On the basis of the results of this study, it may be speculated that the physical nature of the equilibrium linkage between CEPVF and extratropical SAT is mainly a manifestation of the response of extratropical SAT to tropical forcing that induces anomalous CEPVF. In this linkage, the CEPVF is much like a monitor through which the impacts of various tropical signals (including but not limited to ENSO and the TSAM) on extratropical SAT can be comprehensively detected. In this process, the PVC is like a bridge through which tropical forcing communicates with extratropical SAT. There are numerous frameworks through which to view the general circulation; however, the necessity to understand the behavior of the atmosphere demands that we seek an increasing array of diagnostic tools (Hoskins 1991).
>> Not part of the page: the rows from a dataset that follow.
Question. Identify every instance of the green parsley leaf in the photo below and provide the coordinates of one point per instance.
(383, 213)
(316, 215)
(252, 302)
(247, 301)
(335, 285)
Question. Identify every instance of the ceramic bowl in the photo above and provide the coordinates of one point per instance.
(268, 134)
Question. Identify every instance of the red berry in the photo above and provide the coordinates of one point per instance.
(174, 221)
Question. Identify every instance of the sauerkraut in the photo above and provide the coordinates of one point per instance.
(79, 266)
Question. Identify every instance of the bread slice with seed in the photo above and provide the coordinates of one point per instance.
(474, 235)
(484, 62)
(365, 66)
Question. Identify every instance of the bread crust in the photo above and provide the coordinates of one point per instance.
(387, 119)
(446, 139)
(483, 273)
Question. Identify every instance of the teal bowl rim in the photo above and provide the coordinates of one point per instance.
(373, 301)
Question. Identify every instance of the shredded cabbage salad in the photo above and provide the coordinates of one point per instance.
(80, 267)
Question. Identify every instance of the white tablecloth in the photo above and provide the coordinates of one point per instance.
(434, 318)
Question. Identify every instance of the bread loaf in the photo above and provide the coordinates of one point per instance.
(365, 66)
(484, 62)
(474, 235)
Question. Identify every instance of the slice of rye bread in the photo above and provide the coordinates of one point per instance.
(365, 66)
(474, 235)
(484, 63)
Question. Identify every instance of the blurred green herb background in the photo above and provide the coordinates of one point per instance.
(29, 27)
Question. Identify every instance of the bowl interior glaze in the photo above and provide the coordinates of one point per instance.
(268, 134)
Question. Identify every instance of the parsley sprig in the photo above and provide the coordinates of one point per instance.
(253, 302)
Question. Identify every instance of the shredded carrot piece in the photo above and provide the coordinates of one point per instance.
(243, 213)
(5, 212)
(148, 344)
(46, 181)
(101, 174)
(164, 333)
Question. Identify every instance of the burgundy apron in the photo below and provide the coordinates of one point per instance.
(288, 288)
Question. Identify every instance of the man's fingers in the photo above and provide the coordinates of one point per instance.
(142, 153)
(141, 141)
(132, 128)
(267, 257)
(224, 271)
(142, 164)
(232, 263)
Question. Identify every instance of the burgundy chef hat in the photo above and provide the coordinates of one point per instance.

This study sheds new light on the connection between the tropical and mid–high-latitude circulations. Owing to the existence of the easterly wind in the tropics, it is difficult to explain how tropical signals could cross the easterly wind belt and affect the extratropical circulation within the framework of Rossby waves. The perspective of PVC provides a relatively direct and simple connection between the tropics and the mid–high latitudes.

Although the tropical forcing factors that could drive the variability of zonal circulation associated with CEPVF anomalies are physically defensible (e.g., Bjerknes 1969) and statistically significant, numerical sensitivity experiments should be conducted in future to further explore the detailed roles of ENSO and the TSAM in driving the zonal circulation associated with CEPVF anomalies. In addition to boreal spring, the climatological effects related to CEPVF in different seasons should be studied carefully to establish the connection between CEPVF and certain well-known extratropical forcing (e.g., the Arctic Oscillation, Arctic Sea ice, and South Asian high) and further deepen our insight into climate dynamics.